The upper part of the figure illustrates how the text is analyzed in order to reach the various linguistic base units to gather for reading from a database.
On the lower part, the elements of the database by linguistic base units can be seen: an actor registers a large corpus of texts (the recording can last several weeks). The voice is then split into elementary blocks used for the synthesis. The project partners selected together the story steller among several candidates.
For the needs of the project, Acapela successfully optimized the text corpus to reduce the duration of the recording (to one week). This made it possible to record several types of voices with the same story teller: in addition to a neutral voice, the following voices were also recorded:
- happy voice
- sad voice
- projected voice
- close voice
The table below shows these corpora with figures
| Corpus | Sentences | Phonemes | Duration (sec.) |
| Neutral | 5742 | 94421 | 11032 |
| Happy | 1122 | 37319 | 3907 |
| Sad | 1033 | 34262 | 3834 |
| Projected | 1301 | 35692 | 4188 |
| Close | 1380 | 45705 | 4861 |
This allows to choose one of the voices according to the wanted expressiveness during the synthesis.
More elements specific to reading a story were added:
- Typical story expressions (Watch out, All's well that ends well, Once upon time, They were married and had many children, …)
- Specific sounds (crying, laughing, breathing, snoring, coughing, sneezing, yawning, panting, disgust, mouth noises, …)

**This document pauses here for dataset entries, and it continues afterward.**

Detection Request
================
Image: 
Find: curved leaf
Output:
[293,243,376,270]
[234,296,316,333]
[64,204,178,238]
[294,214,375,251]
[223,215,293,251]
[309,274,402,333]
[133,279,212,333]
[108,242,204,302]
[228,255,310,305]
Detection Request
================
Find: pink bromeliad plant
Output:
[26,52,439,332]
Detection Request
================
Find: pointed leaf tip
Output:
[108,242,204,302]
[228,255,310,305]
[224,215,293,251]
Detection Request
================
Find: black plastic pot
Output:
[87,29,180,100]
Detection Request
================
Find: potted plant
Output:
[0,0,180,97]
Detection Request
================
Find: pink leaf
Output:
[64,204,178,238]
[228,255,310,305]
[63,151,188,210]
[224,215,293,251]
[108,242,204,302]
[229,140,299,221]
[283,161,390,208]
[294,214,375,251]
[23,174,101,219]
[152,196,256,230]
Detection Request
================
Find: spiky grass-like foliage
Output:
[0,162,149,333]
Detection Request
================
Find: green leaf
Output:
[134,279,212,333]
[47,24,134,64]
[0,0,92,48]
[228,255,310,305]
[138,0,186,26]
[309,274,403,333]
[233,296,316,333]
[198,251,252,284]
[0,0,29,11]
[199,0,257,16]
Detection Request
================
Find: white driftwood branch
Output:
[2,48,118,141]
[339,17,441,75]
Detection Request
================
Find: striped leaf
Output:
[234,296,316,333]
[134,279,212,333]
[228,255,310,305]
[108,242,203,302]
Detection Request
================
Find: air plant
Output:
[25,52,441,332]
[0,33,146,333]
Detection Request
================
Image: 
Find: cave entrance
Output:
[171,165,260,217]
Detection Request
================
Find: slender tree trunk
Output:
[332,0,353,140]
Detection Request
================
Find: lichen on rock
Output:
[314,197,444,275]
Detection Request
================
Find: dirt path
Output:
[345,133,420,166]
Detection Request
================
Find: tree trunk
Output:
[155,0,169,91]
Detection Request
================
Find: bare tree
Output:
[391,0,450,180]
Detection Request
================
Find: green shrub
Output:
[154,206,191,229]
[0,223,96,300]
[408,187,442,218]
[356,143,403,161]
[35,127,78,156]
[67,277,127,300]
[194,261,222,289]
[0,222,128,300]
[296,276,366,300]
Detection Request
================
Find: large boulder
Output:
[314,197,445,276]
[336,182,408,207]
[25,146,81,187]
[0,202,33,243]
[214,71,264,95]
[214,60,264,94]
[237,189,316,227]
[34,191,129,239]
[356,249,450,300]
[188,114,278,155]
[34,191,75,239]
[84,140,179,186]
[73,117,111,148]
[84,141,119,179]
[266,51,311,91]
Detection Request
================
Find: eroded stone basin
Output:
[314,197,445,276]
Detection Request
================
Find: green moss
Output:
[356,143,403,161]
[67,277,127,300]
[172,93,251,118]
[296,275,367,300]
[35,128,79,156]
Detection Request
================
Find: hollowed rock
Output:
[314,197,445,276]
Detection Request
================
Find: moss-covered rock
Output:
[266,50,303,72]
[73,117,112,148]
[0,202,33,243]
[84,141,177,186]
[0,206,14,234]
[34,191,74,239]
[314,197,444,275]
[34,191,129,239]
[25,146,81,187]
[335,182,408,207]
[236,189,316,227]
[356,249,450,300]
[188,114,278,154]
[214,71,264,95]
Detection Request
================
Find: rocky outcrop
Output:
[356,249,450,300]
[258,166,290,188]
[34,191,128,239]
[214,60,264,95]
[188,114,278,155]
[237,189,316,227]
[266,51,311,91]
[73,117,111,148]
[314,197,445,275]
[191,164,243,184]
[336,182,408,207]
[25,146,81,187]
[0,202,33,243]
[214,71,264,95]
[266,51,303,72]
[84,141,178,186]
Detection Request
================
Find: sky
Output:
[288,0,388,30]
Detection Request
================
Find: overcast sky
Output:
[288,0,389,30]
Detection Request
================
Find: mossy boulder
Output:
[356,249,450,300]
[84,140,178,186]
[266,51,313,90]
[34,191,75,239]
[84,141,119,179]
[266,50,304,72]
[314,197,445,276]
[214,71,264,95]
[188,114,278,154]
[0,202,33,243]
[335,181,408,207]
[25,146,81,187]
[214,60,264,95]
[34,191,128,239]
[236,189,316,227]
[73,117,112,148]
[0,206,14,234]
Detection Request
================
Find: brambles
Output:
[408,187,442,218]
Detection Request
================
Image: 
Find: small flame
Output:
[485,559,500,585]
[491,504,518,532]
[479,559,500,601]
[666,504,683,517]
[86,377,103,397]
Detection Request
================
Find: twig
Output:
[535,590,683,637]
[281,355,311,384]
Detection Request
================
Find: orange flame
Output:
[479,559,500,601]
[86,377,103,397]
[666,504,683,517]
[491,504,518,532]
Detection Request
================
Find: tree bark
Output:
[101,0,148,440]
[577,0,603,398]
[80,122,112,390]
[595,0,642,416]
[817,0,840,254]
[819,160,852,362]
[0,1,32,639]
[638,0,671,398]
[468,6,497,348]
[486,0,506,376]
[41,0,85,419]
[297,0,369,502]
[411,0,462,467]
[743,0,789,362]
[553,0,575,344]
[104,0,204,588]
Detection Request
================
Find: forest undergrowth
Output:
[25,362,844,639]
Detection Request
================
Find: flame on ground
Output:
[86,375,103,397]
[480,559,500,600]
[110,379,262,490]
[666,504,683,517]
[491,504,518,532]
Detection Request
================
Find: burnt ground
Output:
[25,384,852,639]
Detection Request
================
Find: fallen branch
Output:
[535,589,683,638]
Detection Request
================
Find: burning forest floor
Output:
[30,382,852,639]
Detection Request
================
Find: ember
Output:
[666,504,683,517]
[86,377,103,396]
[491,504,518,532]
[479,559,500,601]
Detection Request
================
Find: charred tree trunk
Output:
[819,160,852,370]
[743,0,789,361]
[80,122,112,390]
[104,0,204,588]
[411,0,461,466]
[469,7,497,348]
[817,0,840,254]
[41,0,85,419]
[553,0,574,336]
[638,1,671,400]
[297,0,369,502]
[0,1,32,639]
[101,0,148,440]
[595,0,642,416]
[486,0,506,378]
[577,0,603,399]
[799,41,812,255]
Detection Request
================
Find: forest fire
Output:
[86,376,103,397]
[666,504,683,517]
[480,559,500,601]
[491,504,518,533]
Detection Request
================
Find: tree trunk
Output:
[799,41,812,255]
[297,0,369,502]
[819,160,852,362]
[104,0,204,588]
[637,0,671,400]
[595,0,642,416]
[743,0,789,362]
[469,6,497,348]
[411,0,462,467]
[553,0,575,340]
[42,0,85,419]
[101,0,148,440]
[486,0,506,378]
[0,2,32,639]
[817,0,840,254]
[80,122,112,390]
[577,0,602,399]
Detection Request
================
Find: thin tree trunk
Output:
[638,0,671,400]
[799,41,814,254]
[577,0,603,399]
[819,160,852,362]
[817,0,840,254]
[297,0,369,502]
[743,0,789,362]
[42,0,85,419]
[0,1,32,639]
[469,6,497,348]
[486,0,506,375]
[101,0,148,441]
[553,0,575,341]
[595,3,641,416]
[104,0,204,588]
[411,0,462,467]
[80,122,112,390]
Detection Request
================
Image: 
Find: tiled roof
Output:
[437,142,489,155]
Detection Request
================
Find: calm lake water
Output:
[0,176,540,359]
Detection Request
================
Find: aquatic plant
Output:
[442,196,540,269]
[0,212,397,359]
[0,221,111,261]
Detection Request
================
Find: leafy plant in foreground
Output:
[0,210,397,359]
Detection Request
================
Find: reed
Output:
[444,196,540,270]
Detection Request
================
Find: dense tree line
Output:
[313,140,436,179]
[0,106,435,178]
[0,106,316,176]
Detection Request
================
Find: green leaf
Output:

In the specific case of a robot voice, a numeric modulation will be applied for adapting Antoine's voice to the personality.
Manual alteration
The computer-based text analysis (introduced at the Linguistic Aspects page) gives a first annotation of the text by automatically inserting vocal and gesture interpretation instructions. As this first automatic annotation can be incorrect or the robot or avatar developer may want to add instructions manually, Aldebaran and Acapela developed dedicated tools. Aldebaran developed the tool Narrateur (meaning "Narrator" or "Story Teller" in French) to add markups in the raw text. Acapela proposes the tool Virtual Story Teller, involved in a later step in the text processing.
Graphical interface of the application Virtual Story Teller by Acapela.